Bound in blood, broken in battle,
Let he who knelt rise only by her will.
A shudder passed through her. Her hand trembled.
"That… that was a vow."
"A binding one," Malphas said. "To her. To you. It's why I can't hurt you. Why I trained you. Why I need you."
"But it's not why you're using me," Emberlynn whispered, voice tight.
Malphas paused. "No. That's… a separate truth."
Her chest tightened. "You need my power. To fully return to what you were."
"Yes," he admitted, calm as still water. "I'm not going to pretend otherwise. I am a demon, Ember. I don't lie. But I won't take your power by force. I don't want to."
"You used to," she said bitterly.
His gaze met hers. "And I paid for it."
For a heartbeat, silence lingered.
Then Emberlynn stood. "So what now? More fire training? More near-death exercises?"
"No," Malphas said. "Something else. Something riskier."
He stood, sealing the scroll and sliding it back beneath his cloak. "There's a vault beneath the roots of this forest. Sealed with blood magic. Inside is something you need—something the past Key used to wield. A weapon that remembers her."
Emberlynn raised an eyebrow. "A sword?"
"No.

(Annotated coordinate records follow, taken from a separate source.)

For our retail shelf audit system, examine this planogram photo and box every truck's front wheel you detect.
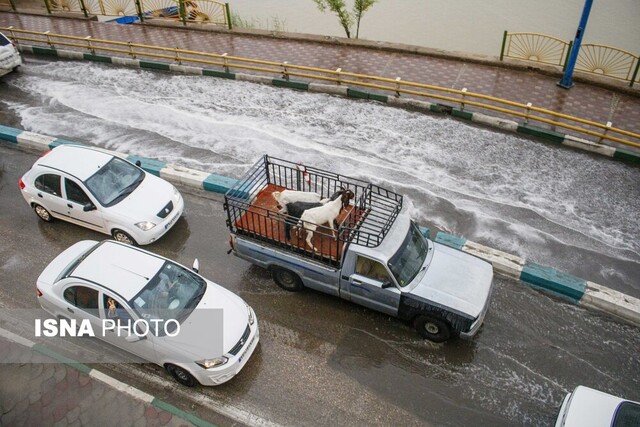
[271,267,304,292]
[413,314,451,342]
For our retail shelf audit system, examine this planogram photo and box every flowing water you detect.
[229,0,640,56]
[0,59,640,297]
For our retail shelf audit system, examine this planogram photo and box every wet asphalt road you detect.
[0,143,640,426]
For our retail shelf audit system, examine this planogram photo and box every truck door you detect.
[343,255,400,316]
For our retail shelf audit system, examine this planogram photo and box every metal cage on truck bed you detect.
[224,155,402,266]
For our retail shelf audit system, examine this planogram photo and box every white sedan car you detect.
[0,33,22,76]
[19,145,184,245]
[36,240,259,386]
[556,385,640,427]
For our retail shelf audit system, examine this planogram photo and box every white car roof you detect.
[37,145,113,181]
[71,241,165,301]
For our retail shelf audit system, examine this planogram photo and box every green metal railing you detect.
[31,0,231,29]
[500,31,640,86]
[5,27,640,148]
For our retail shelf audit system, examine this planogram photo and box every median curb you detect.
[18,44,640,163]
[0,125,640,326]
[0,328,216,427]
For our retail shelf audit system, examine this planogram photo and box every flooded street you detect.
[0,58,640,426]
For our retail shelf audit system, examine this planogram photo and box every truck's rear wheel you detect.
[271,267,304,292]
[413,314,451,342]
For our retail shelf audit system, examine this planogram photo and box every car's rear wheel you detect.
[271,267,304,292]
[33,203,53,222]
[413,314,451,342]
[111,229,138,246]
[167,364,198,387]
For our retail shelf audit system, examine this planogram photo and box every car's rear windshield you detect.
[84,157,144,207]
[129,261,207,328]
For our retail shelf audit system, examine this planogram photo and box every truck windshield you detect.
[389,222,428,287]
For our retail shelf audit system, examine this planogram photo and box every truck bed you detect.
[235,184,364,261]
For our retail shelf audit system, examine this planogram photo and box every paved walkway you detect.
[0,12,640,144]
[0,337,198,427]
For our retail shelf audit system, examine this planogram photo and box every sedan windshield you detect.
[84,157,144,207]
[388,222,428,287]
[129,261,207,332]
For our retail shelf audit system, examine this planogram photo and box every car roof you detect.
[37,145,114,181]
[71,240,166,301]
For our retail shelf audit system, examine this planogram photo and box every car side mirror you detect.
[125,334,147,343]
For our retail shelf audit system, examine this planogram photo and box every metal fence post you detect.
[224,3,233,30]
[500,30,507,61]
[135,0,144,22]
[80,0,89,18]
[562,40,573,71]
[629,58,640,87]
[178,0,187,26]
[524,102,532,125]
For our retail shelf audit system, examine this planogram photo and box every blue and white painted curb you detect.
[0,125,640,326]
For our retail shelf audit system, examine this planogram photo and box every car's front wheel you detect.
[111,229,138,246]
[33,204,53,222]
[413,314,451,342]
[271,267,304,292]
[167,364,198,387]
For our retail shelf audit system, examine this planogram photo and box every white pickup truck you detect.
[224,155,493,342]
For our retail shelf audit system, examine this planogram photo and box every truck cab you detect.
[224,156,493,342]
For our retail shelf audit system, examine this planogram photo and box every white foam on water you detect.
[6,62,640,280]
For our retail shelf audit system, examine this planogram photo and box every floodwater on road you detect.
[0,141,640,426]
[229,0,640,56]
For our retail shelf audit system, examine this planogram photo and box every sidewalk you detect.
[0,337,204,427]
[0,12,640,144]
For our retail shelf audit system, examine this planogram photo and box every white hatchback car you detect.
[0,33,22,76]
[556,385,640,427]
[19,145,184,245]
[36,240,259,386]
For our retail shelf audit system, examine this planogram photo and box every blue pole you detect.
[558,0,593,89]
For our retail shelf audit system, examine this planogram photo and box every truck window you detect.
[389,222,428,287]
[356,256,391,283]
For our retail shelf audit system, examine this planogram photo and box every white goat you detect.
[271,190,321,214]
[298,190,354,252]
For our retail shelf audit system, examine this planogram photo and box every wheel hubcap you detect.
[36,206,49,220]
[116,233,131,244]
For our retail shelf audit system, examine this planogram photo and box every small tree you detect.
[313,0,377,38]
[353,0,376,38]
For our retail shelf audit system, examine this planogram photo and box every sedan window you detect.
[84,157,144,207]
[64,178,91,205]
[34,173,62,196]
[62,286,98,316]
[129,261,207,332]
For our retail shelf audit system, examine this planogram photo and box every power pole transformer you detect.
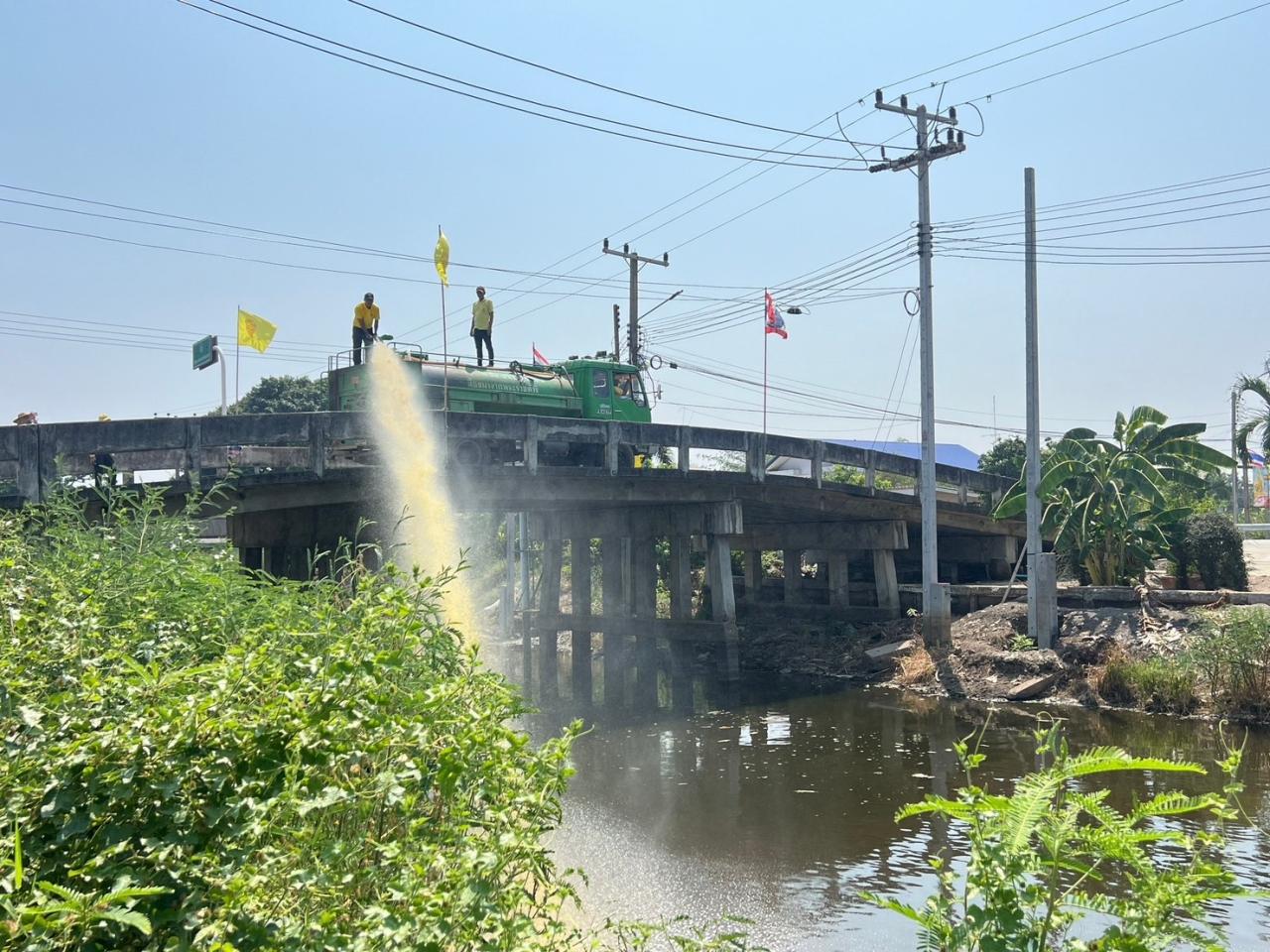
[603,239,671,367]
[869,89,965,645]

Something far more dangerous."
The forest path twisted like a serpent, narrowing until the trees leaned close enough to whisper secrets. Malphas led her to a gnarled oak with roots as thick as Emberlynn's waist. At its base sat a hollow sealed with a slab of obsidian, veined with blood-red cracks.

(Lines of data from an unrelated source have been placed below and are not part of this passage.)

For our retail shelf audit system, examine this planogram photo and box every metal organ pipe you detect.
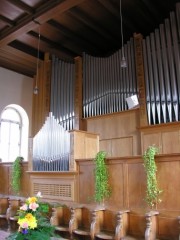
[33,113,70,171]
[143,4,180,124]
[83,39,138,117]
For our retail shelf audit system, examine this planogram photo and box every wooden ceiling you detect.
[0,0,179,76]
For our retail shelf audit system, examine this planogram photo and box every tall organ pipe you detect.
[83,36,138,117]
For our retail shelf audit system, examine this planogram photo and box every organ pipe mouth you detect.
[120,0,127,68]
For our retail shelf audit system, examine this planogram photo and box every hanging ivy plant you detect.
[94,151,111,203]
[11,157,23,195]
[143,146,162,208]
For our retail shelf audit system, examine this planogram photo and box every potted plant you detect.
[143,146,162,208]
[11,157,23,195]
[94,151,111,203]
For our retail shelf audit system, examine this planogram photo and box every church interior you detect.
[0,0,180,240]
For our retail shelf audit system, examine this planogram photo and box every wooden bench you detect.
[50,205,71,239]
[95,209,129,240]
[122,211,159,240]
[69,206,104,239]
[0,197,9,227]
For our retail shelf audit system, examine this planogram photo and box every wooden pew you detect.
[69,206,104,240]
[95,209,129,240]
[122,211,159,240]
[50,205,71,238]
[0,197,9,227]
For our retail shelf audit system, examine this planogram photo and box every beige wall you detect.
[0,67,33,136]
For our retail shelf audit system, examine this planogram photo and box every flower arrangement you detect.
[7,192,55,240]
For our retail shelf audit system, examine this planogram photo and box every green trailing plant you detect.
[11,157,23,194]
[94,151,111,203]
[143,146,162,208]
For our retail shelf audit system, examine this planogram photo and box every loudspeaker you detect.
[126,95,139,109]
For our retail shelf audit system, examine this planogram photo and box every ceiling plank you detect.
[0,0,85,47]
[7,0,34,14]
[0,15,15,27]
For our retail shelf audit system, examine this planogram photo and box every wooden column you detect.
[74,57,82,130]
[134,33,148,127]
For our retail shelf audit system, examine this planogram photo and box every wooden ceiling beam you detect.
[97,0,136,32]
[0,15,15,27]
[0,0,85,47]
[68,9,119,44]
[7,0,34,14]
[47,20,99,51]
[28,31,78,57]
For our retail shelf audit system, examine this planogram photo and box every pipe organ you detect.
[50,56,75,130]
[33,113,70,171]
[33,4,180,171]
[83,39,138,118]
[143,4,180,124]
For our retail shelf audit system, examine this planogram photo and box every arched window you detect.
[0,104,29,162]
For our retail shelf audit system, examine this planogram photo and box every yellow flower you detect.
[28,197,37,203]
[18,213,37,229]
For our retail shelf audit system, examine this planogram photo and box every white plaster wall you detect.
[0,67,33,135]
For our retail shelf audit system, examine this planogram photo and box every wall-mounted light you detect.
[33,23,41,95]
[120,0,127,68]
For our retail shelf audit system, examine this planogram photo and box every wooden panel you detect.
[78,160,94,203]
[108,163,126,208]
[162,131,180,154]
[157,216,179,240]
[70,130,99,170]
[127,162,146,208]
[111,137,133,157]
[140,122,180,154]
[29,172,77,201]
[99,139,112,157]
[103,209,117,233]
[142,132,162,153]
[129,213,146,236]
[86,109,141,157]
[157,160,180,210]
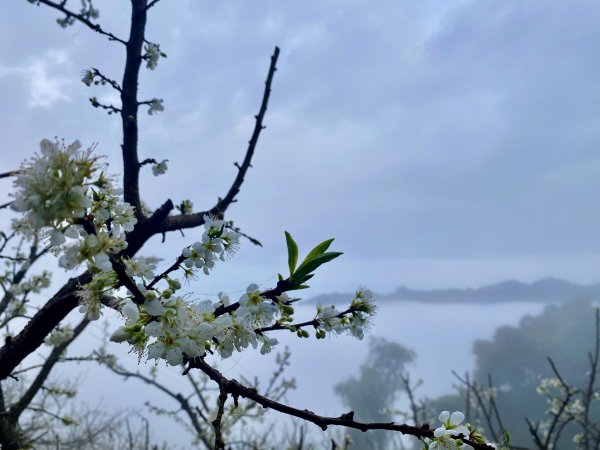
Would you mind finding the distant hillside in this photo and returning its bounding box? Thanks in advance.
[308,278,600,304]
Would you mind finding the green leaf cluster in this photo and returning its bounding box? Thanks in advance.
[279,231,342,290]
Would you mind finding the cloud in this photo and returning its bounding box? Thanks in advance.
[0,50,73,108]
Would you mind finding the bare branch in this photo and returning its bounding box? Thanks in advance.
[29,0,127,45]
[158,47,279,233]
[9,318,90,418]
[212,386,227,450]
[186,358,492,450]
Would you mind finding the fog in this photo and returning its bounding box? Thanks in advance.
[0,0,600,448]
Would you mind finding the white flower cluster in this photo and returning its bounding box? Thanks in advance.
[152,159,168,177]
[44,325,73,347]
[111,283,278,365]
[12,139,137,271]
[315,288,376,339]
[12,139,98,229]
[81,70,96,86]
[183,215,240,275]
[425,411,496,450]
[148,98,165,115]
[13,140,375,365]
[144,43,163,70]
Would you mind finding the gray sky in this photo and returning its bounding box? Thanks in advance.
[0,0,600,446]
[0,0,600,292]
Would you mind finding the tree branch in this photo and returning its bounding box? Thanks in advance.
[8,318,90,419]
[0,272,92,380]
[29,0,127,45]
[190,358,492,450]
[121,0,147,222]
[159,47,279,233]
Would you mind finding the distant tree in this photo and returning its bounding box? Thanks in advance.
[427,299,600,449]
[0,0,496,450]
[334,337,415,450]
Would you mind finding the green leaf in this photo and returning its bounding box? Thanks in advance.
[290,252,342,285]
[302,238,335,263]
[285,231,298,276]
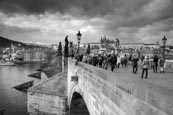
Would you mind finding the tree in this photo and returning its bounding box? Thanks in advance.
[64,36,69,57]
[86,44,90,54]
[58,42,62,56]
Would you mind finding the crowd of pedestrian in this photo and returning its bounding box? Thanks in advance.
[76,54,165,79]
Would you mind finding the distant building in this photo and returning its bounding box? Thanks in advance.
[120,43,144,49]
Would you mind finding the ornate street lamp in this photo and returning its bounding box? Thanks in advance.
[76,31,82,55]
[162,36,167,60]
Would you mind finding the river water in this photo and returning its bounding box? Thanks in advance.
[0,64,40,115]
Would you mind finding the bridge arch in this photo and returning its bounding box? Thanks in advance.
[70,92,90,115]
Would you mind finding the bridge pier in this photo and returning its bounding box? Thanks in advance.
[70,92,90,115]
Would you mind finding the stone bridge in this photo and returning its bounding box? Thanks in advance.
[27,59,173,115]
[67,59,173,115]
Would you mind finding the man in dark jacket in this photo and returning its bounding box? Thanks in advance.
[153,55,159,73]
[110,54,117,71]
[132,55,139,74]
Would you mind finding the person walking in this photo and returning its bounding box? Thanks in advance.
[110,54,117,71]
[153,55,159,73]
[141,56,150,79]
[131,55,139,74]
[159,58,165,73]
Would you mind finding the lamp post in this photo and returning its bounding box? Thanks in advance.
[76,31,82,56]
[162,36,167,60]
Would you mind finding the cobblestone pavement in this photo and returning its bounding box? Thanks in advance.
[105,65,173,91]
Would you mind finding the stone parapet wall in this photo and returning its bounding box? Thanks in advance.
[27,92,66,115]
[68,59,173,115]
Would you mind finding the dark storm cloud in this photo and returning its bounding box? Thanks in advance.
[0,0,111,15]
[0,0,150,16]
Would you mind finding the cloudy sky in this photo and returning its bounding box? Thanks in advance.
[0,0,173,44]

"Stand here," he instructed.
She obeyed. Malphas stepped beside her, slicing his palm with a jagged silver dagger. The blood fell onto the stone.
It didn't drip.
It crawled.
The slab pulsed. Then it split with a hiss.
Dark stairs spiraled downward into the earth, into choking blackness.
"No torches?" she asked.
"The Key won't need light," he said cryptically.

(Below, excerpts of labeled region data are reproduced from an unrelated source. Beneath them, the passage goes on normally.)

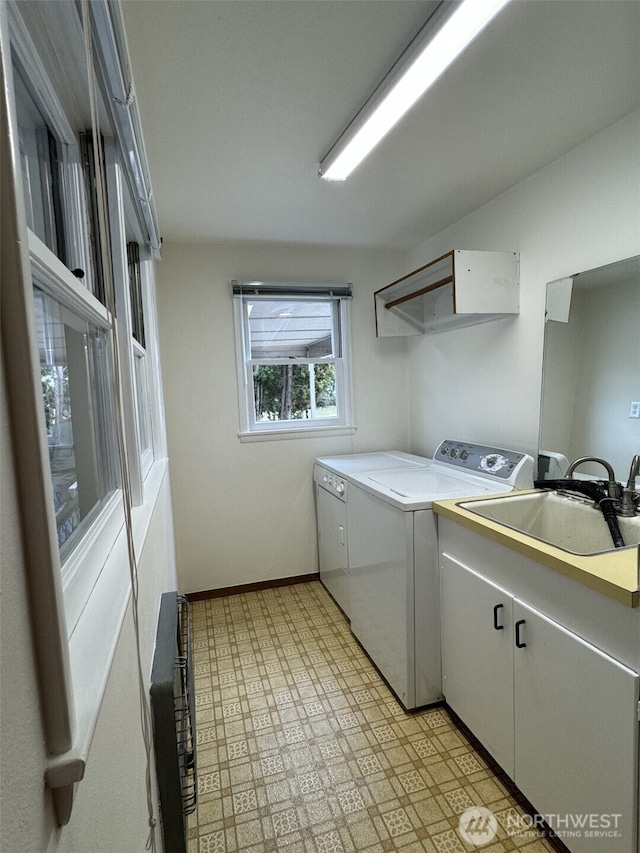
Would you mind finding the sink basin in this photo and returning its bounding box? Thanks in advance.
[458,491,640,555]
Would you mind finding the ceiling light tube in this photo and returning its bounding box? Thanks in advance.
[318,0,509,181]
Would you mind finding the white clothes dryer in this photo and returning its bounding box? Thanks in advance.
[314,440,533,709]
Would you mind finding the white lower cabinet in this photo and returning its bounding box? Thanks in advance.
[441,555,639,853]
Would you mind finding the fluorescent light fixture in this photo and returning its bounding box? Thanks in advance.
[318,0,509,181]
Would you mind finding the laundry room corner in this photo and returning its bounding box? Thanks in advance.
[158,236,410,593]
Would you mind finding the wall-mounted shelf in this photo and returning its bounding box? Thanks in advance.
[374,249,520,337]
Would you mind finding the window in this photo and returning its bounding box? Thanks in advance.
[34,287,118,565]
[233,282,352,437]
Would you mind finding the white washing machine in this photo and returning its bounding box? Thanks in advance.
[314,440,533,709]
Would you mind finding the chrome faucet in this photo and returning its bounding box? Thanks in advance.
[565,456,622,501]
[620,456,640,516]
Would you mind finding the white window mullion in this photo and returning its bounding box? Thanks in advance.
[105,144,144,506]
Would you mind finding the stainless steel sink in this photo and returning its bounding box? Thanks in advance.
[459,491,640,555]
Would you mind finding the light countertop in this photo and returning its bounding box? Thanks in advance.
[433,492,640,607]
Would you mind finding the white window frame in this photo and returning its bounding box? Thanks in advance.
[232,281,356,441]
[0,0,168,824]
[8,3,92,290]
[27,231,124,638]
[105,141,156,496]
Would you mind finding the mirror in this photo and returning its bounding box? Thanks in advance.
[539,256,640,483]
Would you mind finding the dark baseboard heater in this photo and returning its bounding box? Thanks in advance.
[151,592,198,853]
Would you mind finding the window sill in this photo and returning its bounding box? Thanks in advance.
[238,426,358,444]
[45,459,168,820]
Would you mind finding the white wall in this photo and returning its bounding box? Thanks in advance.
[0,358,175,853]
[406,112,640,466]
[570,280,640,472]
[158,243,409,592]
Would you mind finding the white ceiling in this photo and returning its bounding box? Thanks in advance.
[122,0,640,249]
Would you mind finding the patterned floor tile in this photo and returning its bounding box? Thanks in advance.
[188,581,554,853]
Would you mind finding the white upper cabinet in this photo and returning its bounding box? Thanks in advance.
[374,249,520,337]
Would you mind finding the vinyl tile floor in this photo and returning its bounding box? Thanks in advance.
[188,581,554,853]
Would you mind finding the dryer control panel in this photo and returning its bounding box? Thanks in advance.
[433,439,533,489]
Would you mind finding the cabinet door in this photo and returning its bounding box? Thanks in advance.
[440,555,514,778]
[316,486,351,616]
[514,600,638,853]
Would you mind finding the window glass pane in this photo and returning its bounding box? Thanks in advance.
[134,356,151,453]
[34,287,118,558]
[310,362,338,418]
[246,299,335,359]
[253,363,336,422]
[13,56,66,263]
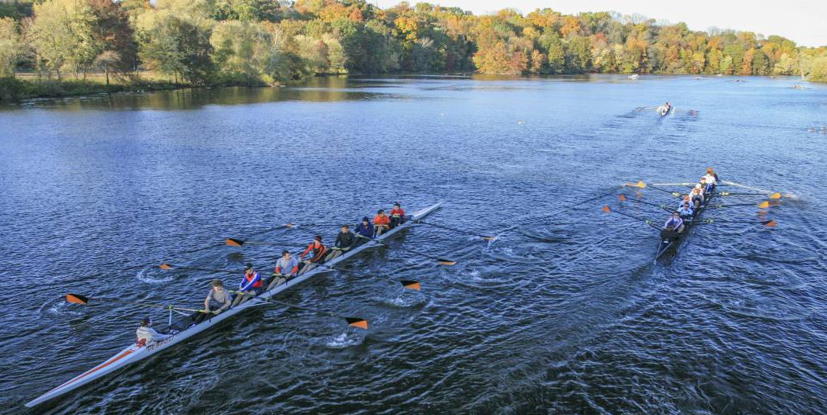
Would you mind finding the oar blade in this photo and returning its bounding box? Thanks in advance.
[399,280,422,291]
[345,317,368,330]
[225,238,244,248]
[66,294,89,305]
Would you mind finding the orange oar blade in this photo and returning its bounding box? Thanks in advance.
[66,294,89,305]
[345,317,368,330]
[225,238,244,248]
[399,280,422,291]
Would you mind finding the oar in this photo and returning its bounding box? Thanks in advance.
[158,262,241,274]
[356,235,457,267]
[418,221,497,241]
[618,194,675,212]
[224,238,303,248]
[624,181,681,197]
[603,205,661,230]
[66,294,210,313]
[696,219,776,228]
[399,280,422,291]
[230,291,368,330]
[709,200,772,209]
[717,192,781,199]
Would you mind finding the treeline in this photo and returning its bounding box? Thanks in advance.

Emberlynn's skin crawled, but she followed.
The vault was older than words.
Its walls were carved with shifting runes—living stories frozen mid-motion. Emberlynn's breath caught in her throat as she felt the room react to her. The temperature rose. Her fingertips tingled.
A pedestal stood at the center. Upon it sat a gauntlet.
Black steel.
Veined with fire.
Alive.
"What is it?" she asked.
Malphas stared at it like one might a wound that never healed.
"The Emberclaw," he said. "Forged from the bones of the first dragon and the blood of the first Key. It's not a weapon. It's a piece of you."
The moment she stepped forward, it snapped to life.
The gauntlet rose into the air and flew onto her hand, fusing with her skin like molten glass. Emberlynn cried out—but not in pain.
In power.
The fire within her screamed with joy.
Memories not hers surged forward—battles in the skies, firestorms over cities, laughter in the face of gods.
Malphas steadied her.
"You're not ready," he whispered. "But the Emberclaw doesn't care. It remembers you."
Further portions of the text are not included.